Im übrigen spricht auch § 2 SchwbG (§ 2 Abs 3 iVm § 68 Abs 2 SGB IX), wonach Personen mit einem GdB von weniger als 50, aber wenigstens 30 unter bestimmten Voraussetzungen auf ihren Antrag Schwerbehinderten gleichgestellt werden sollen, dagegen, daß Behinderte, welche die Voraussetzungen für die EU bzw für die volle Erwerbsminderung im rentenrechtlichen Sinne erfüllen, zugleich schon kraft Gesetzes als schwerbehindert zu gelten haben. Beruht nämlich die EU (volle Erwerbsminderung) darauf, daß der Rentenberechtigte wegen seiner Behinderung auf nicht absehbare Zeit außerstande ist, unter den üblichen Bedingungen des allgemeinen Arbeitsmarktes mindestens drei Stunden täglich oder gar überhaupt erwerbstätig zu sein oder daß ihm der Teilzeitarbeitsmarkt verschlossen war, so wird regelmäßig der in § 2 SchwbG (§ 2 Abs 3 SGB IX) geregelte Fall vorliegen, daß die Behinderung der Erlangung eines Arbeitsplatzes entgegensteht. Dieser Umstand führt aber nach dem erkennbaren Willen des Gesetzgebers nicht schon von vornherein und kraft Gesetzes dazu, daß der GdB, sollte er unter 50 liegen, auf mindestens 50 ansteigt und damit der Schwerbehindertenstatus erreicht wird, sondern allenfalls dazu, daß der Behinderte ggf auf seinen Antrag durch das Arbeitsamt Schwerbehinderten gleichgestellt werden kann.
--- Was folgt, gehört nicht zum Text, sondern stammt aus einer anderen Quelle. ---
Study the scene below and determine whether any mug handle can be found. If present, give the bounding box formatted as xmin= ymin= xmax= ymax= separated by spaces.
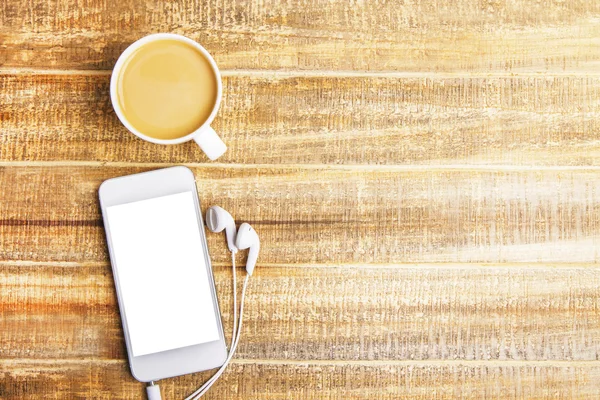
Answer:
xmin=193 ymin=126 xmax=227 ymax=160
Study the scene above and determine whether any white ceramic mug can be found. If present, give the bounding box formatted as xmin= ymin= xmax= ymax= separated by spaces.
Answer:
xmin=110 ymin=33 xmax=226 ymax=160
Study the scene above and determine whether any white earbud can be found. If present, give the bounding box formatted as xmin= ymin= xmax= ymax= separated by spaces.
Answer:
xmin=205 ymin=206 xmax=238 ymax=253
xmin=235 ymin=223 xmax=260 ymax=276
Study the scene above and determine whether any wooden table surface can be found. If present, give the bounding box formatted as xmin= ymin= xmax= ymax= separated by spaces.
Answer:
xmin=2 ymin=0 xmax=600 ymax=399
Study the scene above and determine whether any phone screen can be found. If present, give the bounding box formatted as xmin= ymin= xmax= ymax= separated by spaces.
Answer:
xmin=105 ymin=191 xmax=220 ymax=357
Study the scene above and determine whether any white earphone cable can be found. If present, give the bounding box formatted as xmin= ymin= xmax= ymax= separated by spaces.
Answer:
xmin=184 ymin=273 xmax=250 ymax=400
xmin=148 ymin=253 xmax=250 ymax=400
xmin=231 ymin=251 xmax=238 ymax=351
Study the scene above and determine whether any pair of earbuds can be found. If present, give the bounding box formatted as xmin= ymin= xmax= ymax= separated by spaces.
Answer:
xmin=205 ymin=205 xmax=260 ymax=274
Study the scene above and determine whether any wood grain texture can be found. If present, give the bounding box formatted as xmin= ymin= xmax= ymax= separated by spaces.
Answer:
xmin=2 ymin=166 xmax=600 ymax=264
xmin=4 ymin=73 xmax=600 ymax=166
xmin=2 ymin=359 xmax=600 ymax=400
xmin=3 ymin=263 xmax=600 ymax=362
xmin=3 ymin=0 xmax=600 ymax=397
xmin=2 ymin=0 xmax=600 ymax=72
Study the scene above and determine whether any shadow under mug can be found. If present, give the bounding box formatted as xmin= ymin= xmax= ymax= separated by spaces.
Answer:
xmin=110 ymin=33 xmax=227 ymax=160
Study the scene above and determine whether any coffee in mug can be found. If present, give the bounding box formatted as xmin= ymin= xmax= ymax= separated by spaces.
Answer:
xmin=111 ymin=34 xmax=227 ymax=160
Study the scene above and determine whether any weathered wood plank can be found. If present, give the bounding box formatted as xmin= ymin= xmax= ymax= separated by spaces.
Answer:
xmin=2 ymin=263 xmax=600 ymax=361
xmin=2 ymin=0 xmax=600 ymax=72
xmin=2 ymin=359 xmax=600 ymax=399
xmin=3 ymin=74 xmax=600 ymax=166
xmin=2 ymin=166 xmax=600 ymax=264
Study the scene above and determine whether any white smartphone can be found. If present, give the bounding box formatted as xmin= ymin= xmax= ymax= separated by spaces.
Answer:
xmin=99 ymin=166 xmax=227 ymax=382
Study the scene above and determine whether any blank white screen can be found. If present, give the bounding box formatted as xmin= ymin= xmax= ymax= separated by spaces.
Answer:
xmin=106 ymin=191 xmax=219 ymax=357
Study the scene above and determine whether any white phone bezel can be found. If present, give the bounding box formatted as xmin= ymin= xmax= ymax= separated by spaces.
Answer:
xmin=98 ymin=166 xmax=227 ymax=382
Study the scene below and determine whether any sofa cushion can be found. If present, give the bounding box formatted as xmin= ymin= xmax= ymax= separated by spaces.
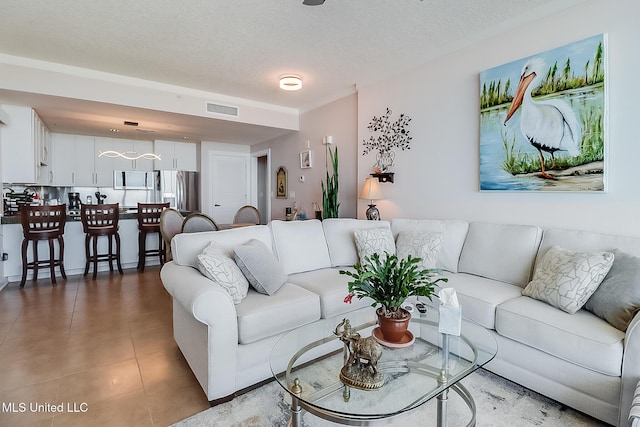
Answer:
xmin=196 ymin=242 xmax=249 ymax=304
xmin=288 ymin=268 xmax=374 ymax=319
xmin=354 ymin=227 xmax=396 ymax=263
xmin=172 ymin=225 xmax=273 ymax=267
xmin=496 ymin=296 xmax=625 ymax=376
xmin=234 ymin=239 xmax=287 ymax=296
xmin=424 ymin=272 xmax=523 ymax=329
xmin=584 ymin=249 xmax=640 ymax=331
xmin=396 ymin=231 xmax=442 ymax=269
xmin=322 ymin=219 xmax=391 ymax=267
xmin=270 ymin=220 xmax=332 ymax=274
xmin=235 ymin=283 xmax=321 ymax=344
xmin=522 ymin=246 xmax=614 ymax=314
xmin=391 ymin=219 xmax=469 ymax=273
xmin=458 ymin=222 xmax=542 ymax=286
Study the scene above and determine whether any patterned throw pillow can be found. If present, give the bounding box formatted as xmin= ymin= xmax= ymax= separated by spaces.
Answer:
xmin=354 ymin=228 xmax=396 ymax=264
xmin=197 ymin=242 xmax=249 ymax=304
xmin=396 ymin=231 xmax=443 ymax=269
xmin=522 ymin=246 xmax=614 ymax=314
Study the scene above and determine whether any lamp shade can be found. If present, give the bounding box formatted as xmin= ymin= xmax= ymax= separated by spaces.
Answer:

Die vom Kläger gestellte Rechtsfrage wird denn auch im Schrifttum – soweit ersichtlich – allgemein verneint (vgl Großmann/Schimanski, GK-SchwbG, 2. Aufl, RdNr 57 zu § 4; Cramer, SchwbG, 5. Aufl, § 4 RdNr 11 mwN; auch – unveröffentlichtes – Urteil des BSG vom 8. August 1984 – 9a RVs 3/83; Weber, Schwerbehindertengesetz, § 4 Anm 9 diskutiert die gestellte Frage nicht einmal; vgl im übrigen AHP 1996, Abschn 18, S 29; die angeblich abweichende Ansicht von Neumann-Pahlen, SchwbG, § 4 RdNr 26 besteht lediglich in der nicht weiter begründeten Nennung auch von Rentenbescheiden der Rentenversicherungsträger unter den aufgezählten vorgreiflichen Feststellungstiteln).
Die Kostenentscheidung beruht auf § 193 Sozialgerichtsgesetz.